HANSON — Selectmen will be meeting with a representative of Columbia Gas at the 7 p.m., Tuesday, Oct. 16 meeting of the Board of Selectmen.
A hearing with the owners of the JJ’s Pub property is also being scheduled, to force them to clear away debris from the July 5 fire that destroyed the vacant building.
Selectmen had Building Inspector Bob Curran write letters demanding the property be cleared, with the last one — authorized on Sept. 18 — carrying a two-week deadline for a reply.
“We’re going to move forward as soon as possible,” Town Administrator Michael McCue said Tuesday, Sept. 25. That hearing will likely be Oct. 16. “We’ll line it up for that date and if something breaks in the meantime, we’ll have it lined up just in case.”
McCue reached out to Columbia Gas on Sept. 25 to arrange that meeting with the board and asked them to provide a representative to address any concerns about natural gas line and service safety Selectmen may have and to update them on the facility they are building in town.
“They’ve been very cooperative,” McCue said. “I continue to receive questions and concerns about the facility and the gas lines in general and [in] the town of Hanson.”
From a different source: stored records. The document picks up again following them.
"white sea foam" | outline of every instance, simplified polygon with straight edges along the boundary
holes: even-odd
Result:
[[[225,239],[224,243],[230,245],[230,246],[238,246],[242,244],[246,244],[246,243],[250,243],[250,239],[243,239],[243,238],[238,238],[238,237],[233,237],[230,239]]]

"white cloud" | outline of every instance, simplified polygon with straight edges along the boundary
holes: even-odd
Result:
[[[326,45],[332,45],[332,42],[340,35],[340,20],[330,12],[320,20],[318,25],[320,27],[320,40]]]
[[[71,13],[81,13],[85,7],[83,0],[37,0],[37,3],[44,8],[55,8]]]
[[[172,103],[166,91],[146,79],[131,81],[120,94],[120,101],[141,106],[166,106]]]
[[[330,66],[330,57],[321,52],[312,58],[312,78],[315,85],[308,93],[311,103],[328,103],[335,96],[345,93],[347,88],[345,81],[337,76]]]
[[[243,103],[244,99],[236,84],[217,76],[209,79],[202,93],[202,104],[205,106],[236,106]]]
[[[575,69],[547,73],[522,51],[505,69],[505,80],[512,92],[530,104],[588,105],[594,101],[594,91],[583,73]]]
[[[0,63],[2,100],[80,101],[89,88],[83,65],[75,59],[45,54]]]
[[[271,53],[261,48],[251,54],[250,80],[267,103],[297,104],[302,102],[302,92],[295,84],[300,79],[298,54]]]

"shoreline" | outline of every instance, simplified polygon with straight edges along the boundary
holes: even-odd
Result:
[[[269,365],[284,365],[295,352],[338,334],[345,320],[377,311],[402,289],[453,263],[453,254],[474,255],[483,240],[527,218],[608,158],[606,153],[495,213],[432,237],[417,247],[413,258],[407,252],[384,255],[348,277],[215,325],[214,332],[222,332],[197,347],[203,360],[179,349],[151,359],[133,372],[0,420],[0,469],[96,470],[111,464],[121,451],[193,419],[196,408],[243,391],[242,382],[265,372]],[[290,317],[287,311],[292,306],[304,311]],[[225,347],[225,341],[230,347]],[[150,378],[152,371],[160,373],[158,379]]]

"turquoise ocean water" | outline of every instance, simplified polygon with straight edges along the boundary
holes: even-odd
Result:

He said he expects that work on the new facility, still in the construction phase and referred to as a regulator station, at Whitman and East Washington streets is being done properly, but aims to have the public “hopefully glean a sense of security” that they are.
The existing underground regulator station is still in service and will remain in service until next summer according to a company official.
Selectman Laura FitzGerald-Kemmett had reached out to McCue on the issue as a result of multiple residents calls to her.
“Yes, Columbia Gas is an issue,” she said. “But now they’re finding that there were insufficient gas inspectors at the state level and they are questioning that. I also had somebody point out that it’s likely the same contractor that is being used here that was used in Lawrence, so we’ve got that additional concern.”
McCue said they became aware that the same contractor was involved after the Sept. 18 Selectmen’s meeting.
“I think it warrants somebody coming in and answering questions that the board may have,” he said.
FitzGerald-Kemmett said the main question would be how the company is going to negate any risks and make sure there is not a repeat of the Lawrence incident in Hanson.
“I don’t want somebody coming in and placating us and giving the song-and-dance or whatever,” she said. “I really would like to know what are they doing to vet contractors. … I’d rather that they mothball the project for awhile if they don’t have the right resources to do it properly.”
McCue noted it is a legitimate concern as the company, for appropriate reasons, is now focusing all its resources on the Merrimack Valley.
In other business, McCue said the town’s proposed Tax Incentive Financing (TIF) program article on the special Town Meeting warrant was being passed over Monday, Oct. 1 because the TIF Committee reached a consensus that more time is needed to prepare the proposal, which should be ready for the May Town Meeting.
The decision followed meetings last month with the state officials and TIF proponents.
“The TIF only takes effect in the coming fiscal year,” McCue said. “Since we had the extra time and we really weren’t going to put the proponent in an awkward situation, we made the decision, jointly, to go a bit slower.”
McCue and FitzGerald-Kemmett both stressed the postponement does not mean officials are not “extremely bullish” on pursuing the program, but the infrastructure is not yet in place and there is other information the town needs.
“We want to get the first one right,” FitzGerald-Kemmett said. “If this proves to be as beneficial as we think it will be, in improving Main Street, we’re hoping this will bee the first of several TIFs that we might entertain to get that area cleaned up.”